The little red card which revealed my seat number beneath the ‘Park Theatre’ logo, led me into the intimate space which was the crux of the £2.5 million project, the ‘brainchild’ of Artistic Director Jez Bond. As I waited in the square and darkly lit room, the floor of the stage gleamed, still glossy, reflecting the light which was aimed at a simple wooden table in the middle of the room, which was the entirety of the set.
I was early to take my seat, and this in addition to A 31 being smack bang in the middle of a row meant that the term ‘intimate’ was given a new meaning. Eccentric London theatre types squeezed past, their scent of musty academia mingling with the theatre’s lingering wafts of fresh paint, the sound of 1920’s jazz harmonised with the excited chatter of my fellow reviewers.
The noise dimmed with the lights as Charity Wakefield took to the stage to give us a lyrical introduction to the story of her character; the doe-eyed young woman Catherine Donohue who was to represent the story of her and her colleagues at the US Radium Corporation. She tells us right at the beginning;
‘This is not a tragedy- though it ends like one.’
Throughout the production, the audience groaned as they watched this happy and healthy wife and mother skip to her wonderful new job in a radium factory, to come back home, quite literally, ‘shining’. There is something poetically tragic about watching Catherine’s husband, Tom, (played by Alec Newman) revere her new found glow as a well paid (but radium-saturated) working wife, as the word tragedy echoed in our ears.

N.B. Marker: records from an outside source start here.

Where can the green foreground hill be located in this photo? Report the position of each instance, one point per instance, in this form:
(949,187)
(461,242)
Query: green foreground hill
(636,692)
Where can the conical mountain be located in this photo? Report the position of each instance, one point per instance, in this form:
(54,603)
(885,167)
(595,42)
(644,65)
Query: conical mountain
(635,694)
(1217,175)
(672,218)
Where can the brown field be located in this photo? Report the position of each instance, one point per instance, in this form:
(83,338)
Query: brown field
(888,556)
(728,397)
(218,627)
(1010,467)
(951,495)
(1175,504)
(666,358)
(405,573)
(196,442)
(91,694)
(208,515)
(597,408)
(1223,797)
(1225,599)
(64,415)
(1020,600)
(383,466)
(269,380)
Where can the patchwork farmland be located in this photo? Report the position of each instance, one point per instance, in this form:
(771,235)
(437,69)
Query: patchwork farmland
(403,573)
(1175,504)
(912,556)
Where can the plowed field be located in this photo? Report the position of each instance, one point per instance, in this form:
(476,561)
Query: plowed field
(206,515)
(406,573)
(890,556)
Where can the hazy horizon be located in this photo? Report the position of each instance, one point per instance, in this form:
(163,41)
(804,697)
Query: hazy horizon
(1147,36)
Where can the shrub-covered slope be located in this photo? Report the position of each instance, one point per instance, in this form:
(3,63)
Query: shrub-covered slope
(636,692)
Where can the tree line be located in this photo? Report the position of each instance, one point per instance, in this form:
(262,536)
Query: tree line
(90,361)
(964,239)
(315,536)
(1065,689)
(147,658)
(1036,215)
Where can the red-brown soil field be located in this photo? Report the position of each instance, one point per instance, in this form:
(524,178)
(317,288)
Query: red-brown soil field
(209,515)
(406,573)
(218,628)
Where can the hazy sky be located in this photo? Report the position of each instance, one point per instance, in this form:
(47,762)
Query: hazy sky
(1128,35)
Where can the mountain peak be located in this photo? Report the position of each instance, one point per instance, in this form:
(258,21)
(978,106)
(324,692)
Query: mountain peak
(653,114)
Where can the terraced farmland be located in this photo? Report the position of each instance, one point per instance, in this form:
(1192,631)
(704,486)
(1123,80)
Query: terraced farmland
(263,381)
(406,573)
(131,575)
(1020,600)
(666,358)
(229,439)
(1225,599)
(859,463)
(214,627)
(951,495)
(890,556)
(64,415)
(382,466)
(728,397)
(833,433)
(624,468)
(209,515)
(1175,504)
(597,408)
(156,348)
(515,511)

Set in Chicago during the 1920’s, the reality of working class life for those reaching for the ‘American Dream’ is represented through four women who were ‘just doing their job’, painting watch faces with radium powder and being encouraged to lick the paintbrush to help with the precision needed in their work.
The performances given by the star-studded cast were truly moving, and I was left with the impression that the four actresses were not merely acting the part as friends; their obvious chemistry meant they were endearing and believable throughout. Honeysuckle Weeks’ depiction of the feisty cigarette-loving Charlotte and Charity Wakefield’s Catherine were remarkable; both women were utterly convincing and performed with real grit. When Wakefield’s voice broke as she revealed to her colleagues the extent of her illness, you could have heard a pin drop. It simply couldn’t fail to pull on the heartstrings.
Overall, Loveday Ingram’s adaptation of Melanie Marnich’s play is another classic tale of the underdog’s struggle to achieve justice, and despite its saddening theme the overarching tone is one of hope and optimism. The motif of ‘time’ resonates throughout, and aims to leave the audience appreciating the time they have to live, and not to waste it. However if this doesn’t strike you, Weeks’ and Wakefield’s performances will.
If you’re looking for something moving and worthy, These Shining Lives should be at the top of your list to see – although you’ll probably never look at a watch in quite the same way again.